2024-03-14 06:15:56 2024-03-14 05:15:56 | ERROR | stderr |   warnings.warn(
2024-03-14 06:15:56 2024-03-14 05:15:56 | ERROR | stderr | Traceback (most recent call last):
2024-03-14 06:15:56 2024-03-14 05:15:56 | ERROR | stderr |   File "/usr/lib/python3.9/runpy.py", line 197, in _run_module_as_main
2024-03-14 06:15:56 2024-03-14 05:15:56 | ERROR | stderr |     return _run_code(code, main_globals, None,
2024-03-14 06:15:56 2024-03-14 05:15:56 | ERROR | stderr |   File "/usr/lib/python3.9/runpy.py", line 87, in _run_code
2024-03-14 06:15:56 2024-03-14 05:15:56 | ERROR | stderr |     exec(code, run_globals)
2024-03-14 06:15:56 2024-03-14 05:15:56 | ERROR | stderr |   File "/usr/local/lib/python3.9/dist-packages/fastchat/serve/model_worker.py", line 375, in <module>
2024-03-14 06:15:56 2024-03-14 05:15:56 | ERROR | stderr |     args, worker = create_model_worker()
2024-03-14 06:15:56 2024-03-14 05:15:56 | ERROR | stderr |   File "/usr/local/lib/python3.9/dist-packages/fastchat/serve/model_worker.py", line 346, in create_model_worker
2024-03-14 06:15:56 2024-03-14 05:15:56 | ERROR | stderr |     worker = ModelWorker(
2024-03-14 06:15:56 2024-03-14 05:15:56 | ERROR | stderr |   File "/usr/local/lib/python3.9/dist-packages/fastchat/serve/model_worker.py", line 77, in __init__
2024-03-14 06:15:56 2024-03-14 05:15:56 | ERROR | stderr |     self.model, self.tokenizer = load_model(
2024-03-14 06:15:56 2024-03-14 05:15:56 | ERROR | stderr |   File "/usr/local/lib/python3.9/dist-packages/fastchat/model/model_adapter.py", line 362, in load_model
2024-03-14 06:15:56 2024-03-14 05:15:56 | ERROR | stderr |     model.to(device)
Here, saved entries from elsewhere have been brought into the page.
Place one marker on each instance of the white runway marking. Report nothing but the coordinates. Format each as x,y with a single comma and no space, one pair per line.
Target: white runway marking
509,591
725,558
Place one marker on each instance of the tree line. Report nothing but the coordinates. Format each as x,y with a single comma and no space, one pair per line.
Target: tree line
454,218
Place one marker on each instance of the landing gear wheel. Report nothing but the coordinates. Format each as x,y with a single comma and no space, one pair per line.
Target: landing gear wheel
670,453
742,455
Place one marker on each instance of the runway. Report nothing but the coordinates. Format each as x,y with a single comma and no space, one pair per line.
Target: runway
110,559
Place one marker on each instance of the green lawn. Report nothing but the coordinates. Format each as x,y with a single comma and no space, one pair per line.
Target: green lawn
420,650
2024-03-14 06:15:56 2024-03-14 05:15:56 | ERROR | stderr |   File "/usr/local/lib/python3.9/dist-packages/transformers/modeling_utils.py", line 2556, in to
2024-03-14 06:15:56 2024-03-14 05:15:56 | ERROR | stderr |     return super().to(*args, **kwargs)
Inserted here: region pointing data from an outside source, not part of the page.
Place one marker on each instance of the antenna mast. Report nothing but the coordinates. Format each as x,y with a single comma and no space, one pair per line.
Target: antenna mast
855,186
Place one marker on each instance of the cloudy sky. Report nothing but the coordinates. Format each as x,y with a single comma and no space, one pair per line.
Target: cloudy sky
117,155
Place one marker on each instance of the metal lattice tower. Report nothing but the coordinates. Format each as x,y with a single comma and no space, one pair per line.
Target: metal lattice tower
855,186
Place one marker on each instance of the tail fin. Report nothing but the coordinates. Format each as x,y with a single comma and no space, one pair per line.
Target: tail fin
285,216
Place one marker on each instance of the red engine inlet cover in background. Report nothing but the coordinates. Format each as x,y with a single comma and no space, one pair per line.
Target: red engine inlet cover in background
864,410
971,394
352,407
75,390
2024-03-14 06:15:56 2024-03-14 05:15:56 | ERROR | stderr |   File "/usr/local/lib/python3.9/dist-packages/torch/nn/modules/module.py", line 1152, in to
2024-03-14 06:15:56 2024-03-14 05:15:56 | ERROR | stderr |     return self._apply(convert)
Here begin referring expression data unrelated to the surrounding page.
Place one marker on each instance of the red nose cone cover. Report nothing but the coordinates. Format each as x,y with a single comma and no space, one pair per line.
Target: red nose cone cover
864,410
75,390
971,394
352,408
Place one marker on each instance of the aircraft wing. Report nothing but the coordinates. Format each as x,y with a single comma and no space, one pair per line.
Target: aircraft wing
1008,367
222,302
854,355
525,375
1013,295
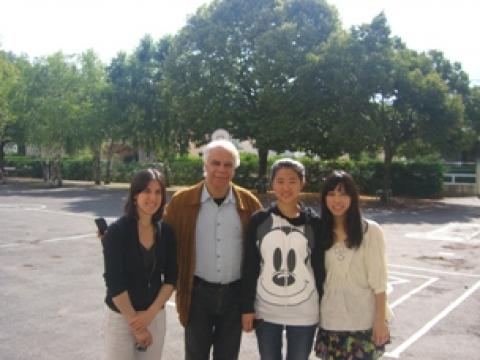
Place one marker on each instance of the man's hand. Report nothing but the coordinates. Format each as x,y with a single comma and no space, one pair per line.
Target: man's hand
141,320
381,333
247,321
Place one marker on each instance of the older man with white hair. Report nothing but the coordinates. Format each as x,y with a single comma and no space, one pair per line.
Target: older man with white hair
210,220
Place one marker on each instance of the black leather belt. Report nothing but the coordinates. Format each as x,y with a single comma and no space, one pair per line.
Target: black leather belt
199,281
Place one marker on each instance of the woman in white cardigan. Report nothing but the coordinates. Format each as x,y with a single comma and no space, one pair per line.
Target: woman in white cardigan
353,310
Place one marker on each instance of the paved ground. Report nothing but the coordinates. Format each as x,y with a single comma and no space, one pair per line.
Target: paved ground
52,289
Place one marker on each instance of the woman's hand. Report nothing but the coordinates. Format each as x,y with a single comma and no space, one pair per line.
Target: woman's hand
141,320
381,333
143,338
247,321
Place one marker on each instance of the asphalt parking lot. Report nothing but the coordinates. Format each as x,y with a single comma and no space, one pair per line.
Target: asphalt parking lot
52,288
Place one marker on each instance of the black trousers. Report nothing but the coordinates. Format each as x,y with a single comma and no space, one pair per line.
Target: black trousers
214,320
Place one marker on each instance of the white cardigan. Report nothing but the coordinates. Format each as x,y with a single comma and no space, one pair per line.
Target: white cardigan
354,276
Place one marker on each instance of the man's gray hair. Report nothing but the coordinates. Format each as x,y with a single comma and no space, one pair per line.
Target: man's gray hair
224,144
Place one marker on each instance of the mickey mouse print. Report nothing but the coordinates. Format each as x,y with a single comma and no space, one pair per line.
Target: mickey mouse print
286,277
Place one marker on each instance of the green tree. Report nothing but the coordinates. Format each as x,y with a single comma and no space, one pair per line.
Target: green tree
235,65
53,111
406,101
9,79
93,113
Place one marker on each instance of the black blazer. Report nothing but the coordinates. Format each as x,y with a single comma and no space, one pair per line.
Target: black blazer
124,266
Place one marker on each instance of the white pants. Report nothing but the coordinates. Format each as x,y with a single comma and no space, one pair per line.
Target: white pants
120,342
2024-03-14 06:15:56 2024-03-14 05:15:56 | ERROR | stderr |   File "/usr/local/lib/python3.9/dist-packages/torch/nn/modules/module.py", line 802, in _apply
2024-03-14 06:15:56 2024-03-14 05:15:56 | ERROR | stderr |     module._apply(fn)
2024-03-14 06:15:56 2024-03-14 05:15:56 | ERROR | stderr |   File "/usr/local/lib/python3.9/dist-packages/torch/nn/modules/module.py", line 802, in _apply
2024-03-14 06:15:56 2024-03-14 05:15:56 | ERROR | stderr |     module._apply(fn)
2024-03-14 06:15:56 2024-03-14 05:15:56 | ERROR | stderr |   File "/usr/local/lib/python3.9/dist-packages/torch/nn/modules/module.py", line 825, in _apply
2024-03-14 06:15:56 2024-03-14 05:15:56 | ERROR | stderr |     param_applied = fn(param)
2024-03-14 06:15:56 2024-03-14 05:15:56 | ERROR | stderr |   File "/usr/local/lib/python3.9/dist-packages/torch/nn/modules/module.py", line 1150, in convert
2024-03-14 06:15:56 2024-03-14 05:15:56 | ERROR | stderr |     return t.to(device, dtype if t.is_floating_point() or t.is_complex() else None, non_blocking)
2024-03-14 06:15:56 2024-03-14 05:15:56 | ERROR | stderr | RuntimeError: PyTorch is not linked with support for xpu devices

what could i do?

Steve-Tech commented 2 months ago

Did you mean to use intel-extension-for-pytorch? Like did you accidentally come across this, or do you have ipex installed and wish to use it?

Using --device cpu on it's own shouldn't require ipex, if you've added CPU_ISA=amx to the start then it will use the AI accelerator present on Intel CPUs which requires ipex. --device xpu requires a discrete GPU/AI accelerator from Intel, also requiring ipex.